About a week ago, I wrote a blog on PS Audio’s somewhat unorthodox, DSD-centric DirectStream DAC.Consider this a Round Two. This blog will highlight the network-attached, disc player/transport the firm offers as a companion for use with its DACs: the £2,999 PerfectWave Memory Player Transport (or PWT for short).

While the DirectStream DAC is a relatively new offering for PS Audio, the PerfectWave Transport has been available since about 2009. At the time, the PWT was envisioned as the ideal complement to the firm’s then reigning flagship DAC called—you guessed it—the PerfectWave DAC (which, unlike the present-day DirectStream DAC, used purely PCM-based technology). But even though the PWT comes from an earlier generation of product development, the concepts used in its design are still technically valid and musically worthwhile, meaning the PWT remains a fine potential companion to the new-generation DirectStream DAC.

The Basics
The PWT features a robustly constructed chassis and is styled to match both the earlier PerfectWave DAC and current DirectStream DAC. By design, the units are configured so that they may be stacked atop one another, simply by unscrewing and removing the upper unit’s rubber feet (aluminium guides moulded on the bottom of the chassis help align one unit with the other for stacking purposes). The PWT front panel presents a Ready/Operate pushbutton switch, a disc drawer, and a medium-sized, full-colour touchscreen. The rear panel provides coaxial and optical S/PDIF digital outputs, an AES/EBU output, and an I2S output, plus an RJ-45 type Ethernet jack, an SD card slot, and an RS-232 port.

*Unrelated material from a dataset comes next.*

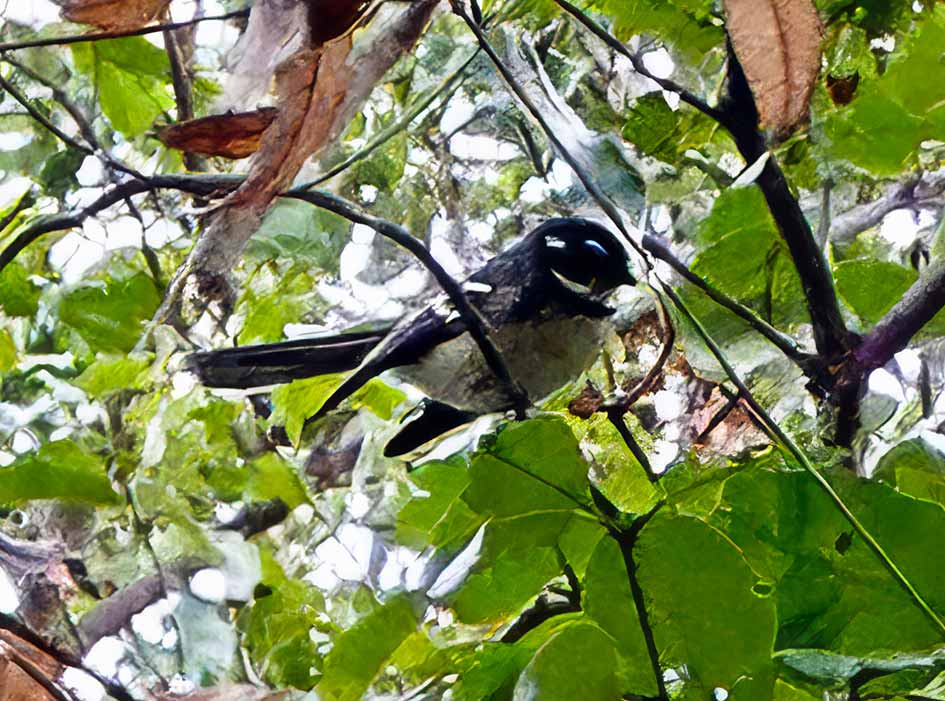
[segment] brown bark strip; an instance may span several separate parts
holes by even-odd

The full-colour display typically shows Play, Stop, Repeat, and Eject touch controls, plus a window that shows which disc track is presently playing, along with a progress bar that shows elapsed time and time remaining for the track. In circumstances where the PWT is network-connected, the display will also show cover art plus basic metadata (artist, album title, etc.) for the album in play. Finally, the PWT comes with a remote control that is nearly identical to the one supplied with the DirectStream DAC. I found it was easy to control the PWT from the DirectStream DAC’s remote, so I left the PWT’s remote unopened in its box.

On the surface, the PWT appears to be a straightforward ‘CD transport’, but the PWT can also play WAV-format, PCM files at resolutions up to 24-bit/192kHz from either CD or DVD-format discs. Ponder that last sentence for a moment or two and you can begin to imagine the possibilities. You could, for instance, buy high-res downloads of your favourite music, then burn those files to a CD or, more likely, a DVD, and then play them through the PerfectWave Transport. Similarly, you could burn a favourite high-res playlist to a CD or DVD and play the material through the PWT, and so on.

But why would you go to the bother of burning and then playing discs, if you could just as easily play those high-res files directly from your computer to the DirectStream DAC? The answer, in a nutshell, is that there is the possibility that the PerfectWave Transport might actually be a better sounding ‘delivery vehicle’ for your digital audio files.